From January to June of this year, MSF teams provided more than 54,000 general health consultations, 5,500 individual mental health consultations, and 5,000 social work orientations along the migration route. We also distributed more than 23,500 hydration and hygiene kits and reached nearly 65,000 people through health promotion activities.
“The main physical ailments our teams see during consultations are respiratory, gastrointestinal, and skin conditions, which are mainly due to the precarious conditions in which people live,” said Helmer Charri, MSF deputy head of mission in Mexico. “In addition, people suffer from muscle pains, foot injuries, and physical trauma due to long walks along the route.”
Constant fear and uncertainty
People migrating to the US come from diverse backgrounds. While they are all vulnerable on their journey, the impact of migration is most profound on children, unaccompanied minors, pregnant people, older people, LGBTQI+ people, indigenous and non-Spanish-speaking people, extracontinental migrants, and survivors of sexual violence.
“Usually, the violence most people have experienced is at their place of origin,” said Dr. Reinaldo Ortuno, MSF medical coordinator in Mexico and Central America. “However, it persists along the route, and generates serious implications on their mental health. In addition, the uncertainty of their situation and family separation, among other factors, influence the development of emotional responses such as anxiety, stress, excessive fear, constant worry and, in severe cases, psychological disorders.”

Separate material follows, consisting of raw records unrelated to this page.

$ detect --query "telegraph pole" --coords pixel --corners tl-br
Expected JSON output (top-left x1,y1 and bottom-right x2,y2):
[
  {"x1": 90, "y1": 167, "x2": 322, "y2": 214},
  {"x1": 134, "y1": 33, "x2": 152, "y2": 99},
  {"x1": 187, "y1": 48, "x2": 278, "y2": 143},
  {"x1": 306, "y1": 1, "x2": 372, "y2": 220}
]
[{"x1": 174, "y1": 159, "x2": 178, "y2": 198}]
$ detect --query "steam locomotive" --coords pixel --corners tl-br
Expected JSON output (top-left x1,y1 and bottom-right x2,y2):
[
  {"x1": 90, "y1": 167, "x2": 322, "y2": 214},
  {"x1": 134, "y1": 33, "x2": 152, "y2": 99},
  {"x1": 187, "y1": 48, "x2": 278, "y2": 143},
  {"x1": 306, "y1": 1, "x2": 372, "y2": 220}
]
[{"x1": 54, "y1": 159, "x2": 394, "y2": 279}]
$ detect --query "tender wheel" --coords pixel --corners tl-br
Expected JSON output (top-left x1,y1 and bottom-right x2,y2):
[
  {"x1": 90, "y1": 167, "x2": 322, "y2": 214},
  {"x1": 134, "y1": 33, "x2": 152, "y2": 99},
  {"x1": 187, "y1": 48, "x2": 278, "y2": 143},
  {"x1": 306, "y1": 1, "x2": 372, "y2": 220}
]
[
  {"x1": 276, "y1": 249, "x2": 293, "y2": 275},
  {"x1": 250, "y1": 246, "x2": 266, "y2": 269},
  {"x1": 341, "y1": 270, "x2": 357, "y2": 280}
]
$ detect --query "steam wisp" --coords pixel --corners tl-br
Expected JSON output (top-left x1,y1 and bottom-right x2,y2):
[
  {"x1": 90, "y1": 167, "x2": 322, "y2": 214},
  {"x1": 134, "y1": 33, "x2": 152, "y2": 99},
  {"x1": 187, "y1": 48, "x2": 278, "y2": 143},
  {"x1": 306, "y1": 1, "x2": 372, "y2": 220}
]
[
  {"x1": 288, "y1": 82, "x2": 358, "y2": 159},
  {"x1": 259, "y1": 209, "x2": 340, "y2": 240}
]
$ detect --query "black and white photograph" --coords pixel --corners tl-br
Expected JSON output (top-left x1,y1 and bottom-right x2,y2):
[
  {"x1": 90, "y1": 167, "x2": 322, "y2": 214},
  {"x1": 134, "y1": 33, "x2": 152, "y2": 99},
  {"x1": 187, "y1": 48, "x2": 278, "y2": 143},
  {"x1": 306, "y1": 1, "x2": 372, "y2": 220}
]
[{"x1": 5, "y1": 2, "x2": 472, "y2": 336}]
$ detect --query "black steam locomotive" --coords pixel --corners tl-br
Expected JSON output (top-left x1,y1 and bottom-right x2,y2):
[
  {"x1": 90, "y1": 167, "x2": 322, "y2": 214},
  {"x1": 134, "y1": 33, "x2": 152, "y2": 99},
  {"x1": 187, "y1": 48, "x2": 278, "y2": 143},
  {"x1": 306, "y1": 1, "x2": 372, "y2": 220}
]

Barbara left Venezuela with her husband and six-year-old son and took a dangerous path across the border between Nicaragua and Honduras to avoid border control officials. At an MSF mobile clinic in Danlí, eastern Honduras, she waited for her husband to be treated for the flu, which he picked up over the last days of the trip. Her son takes advantage of the space to socialize with other children who are also on their way north.
“We want to get to the US to work and to be able to pay for the lung surgery my little boy needs to improve his health,” said Barbara. “I don't understand why they make it so difficult for us. All we are looking for is a better life.”